Given the data for a hospital which contains information about the age, gender, blood group, the blood component requested, date and time when the component was requested, Quantity of blood requested. We have to predict total demand for a particular blood group x component, say the demand for B+ve Plasma, in the next 3 weeks. The time 3 weeks is important as the blood older than 3 weeks was less likely to deliver oxygen.
We did EDA to find out the relation of the blood quantity requested with the age, gender, week of the day.

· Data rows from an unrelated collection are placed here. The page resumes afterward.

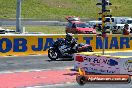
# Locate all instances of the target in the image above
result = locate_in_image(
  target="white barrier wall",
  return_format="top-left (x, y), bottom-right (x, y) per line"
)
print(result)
top-left (74, 54), bottom-right (132, 75)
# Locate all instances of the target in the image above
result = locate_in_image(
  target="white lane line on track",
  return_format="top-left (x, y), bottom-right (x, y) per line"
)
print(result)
top-left (26, 82), bottom-right (77, 88)
top-left (0, 67), bottom-right (73, 74)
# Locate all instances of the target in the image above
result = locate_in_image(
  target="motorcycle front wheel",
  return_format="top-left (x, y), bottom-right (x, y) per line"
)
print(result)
top-left (48, 49), bottom-right (58, 60)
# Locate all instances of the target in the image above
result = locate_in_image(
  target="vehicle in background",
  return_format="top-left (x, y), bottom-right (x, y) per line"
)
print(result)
top-left (86, 20), bottom-right (102, 28)
top-left (65, 16), bottom-right (96, 34)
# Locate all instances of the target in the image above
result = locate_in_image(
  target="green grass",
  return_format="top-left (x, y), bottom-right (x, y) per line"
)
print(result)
top-left (0, 0), bottom-right (132, 21)
top-left (2, 26), bottom-right (65, 34)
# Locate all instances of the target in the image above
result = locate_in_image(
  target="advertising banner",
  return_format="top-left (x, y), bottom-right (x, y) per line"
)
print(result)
top-left (0, 34), bottom-right (132, 55)
top-left (74, 55), bottom-right (120, 74)
top-left (120, 57), bottom-right (132, 75)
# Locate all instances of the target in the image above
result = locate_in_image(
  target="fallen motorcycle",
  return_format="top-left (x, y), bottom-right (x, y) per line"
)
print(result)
top-left (48, 39), bottom-right (92, 60)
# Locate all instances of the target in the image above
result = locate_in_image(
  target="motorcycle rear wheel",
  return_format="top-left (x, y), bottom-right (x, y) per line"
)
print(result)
top-left (48, 49), bottom-right (58, 60)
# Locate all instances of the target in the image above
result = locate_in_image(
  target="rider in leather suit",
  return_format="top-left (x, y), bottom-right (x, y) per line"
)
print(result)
top-left (65, 33), bottom-right (77, 52)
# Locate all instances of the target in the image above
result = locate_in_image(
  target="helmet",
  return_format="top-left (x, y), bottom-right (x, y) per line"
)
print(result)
top-left (66, 33), bottom-right (73, 41)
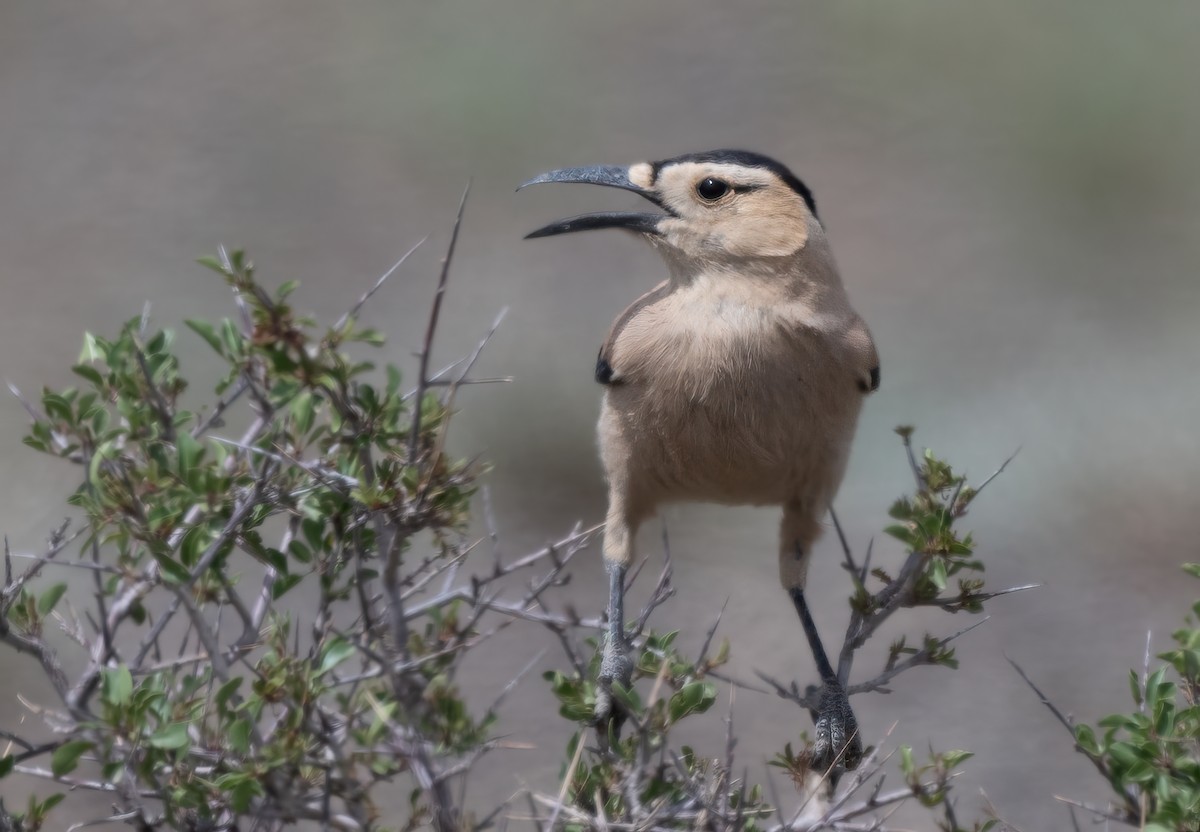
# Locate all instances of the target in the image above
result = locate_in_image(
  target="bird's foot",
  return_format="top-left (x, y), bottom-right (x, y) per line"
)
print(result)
top-left (811, 680), bottom-right (863, 771)
top-left (592, 638), bottom-right (634, 742)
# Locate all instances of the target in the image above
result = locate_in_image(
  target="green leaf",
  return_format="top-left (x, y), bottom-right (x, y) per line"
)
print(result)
top-left (154, 552), bottom-right (192, 583)
top-left (317, 635), bottom-right (356, 676)
top-left (184, 321), bottom-right (224, 355)
top-left (271, 575), bottom-right (304, 600)
top-left (929, 557), bottom-right (946, 592)
top-left (78, 333), bottom-right (106, 364)
top-left (50, 740), bottom-right (91, 777)
top-left (667, 682), bottom-right (716, 722)
top-left (942, 750), bottom-right (974, 768)
top-left (229, 778), bottom-right (265, 814)
top-left (103, 664), bottom-right (133, 706)
top-left (150, 723), bottom-right (191, 749)
top-left (175, 431), bottom-right (204, 483)
top-left (37, 582), bottom-right (67, 617)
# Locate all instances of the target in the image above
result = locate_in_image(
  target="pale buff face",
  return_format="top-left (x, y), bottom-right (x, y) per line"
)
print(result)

Some of the insights we found out were:-
Males require more blood than females
Children and teenagers require significantly higher levels of blood than adults
There are variations in average quantity of blood demanded with the day of the week, like on Sundays the average quantity of blood required is about half the blood quantity required on mondays.
We introduced some new features to the data, which include,
Average QTY for the last 7 days
Average QTY for the last 30 days
Ratio of above two (7d/30d)
P_qty_fem_l1d Number of female patients on the last day.
Number of patients of age >= 50
Number of patients of age <= 10
Label = Quantity of blood required in the next 1 day, a week and a month.
Prediction for each blood component scaled by the % prevalence of corresponding blood group
Prediction for each unique blood component & blood group combination
We used Xgboost Regressor for making predictions because there may be gaps in the time series while making predictions for some combinations.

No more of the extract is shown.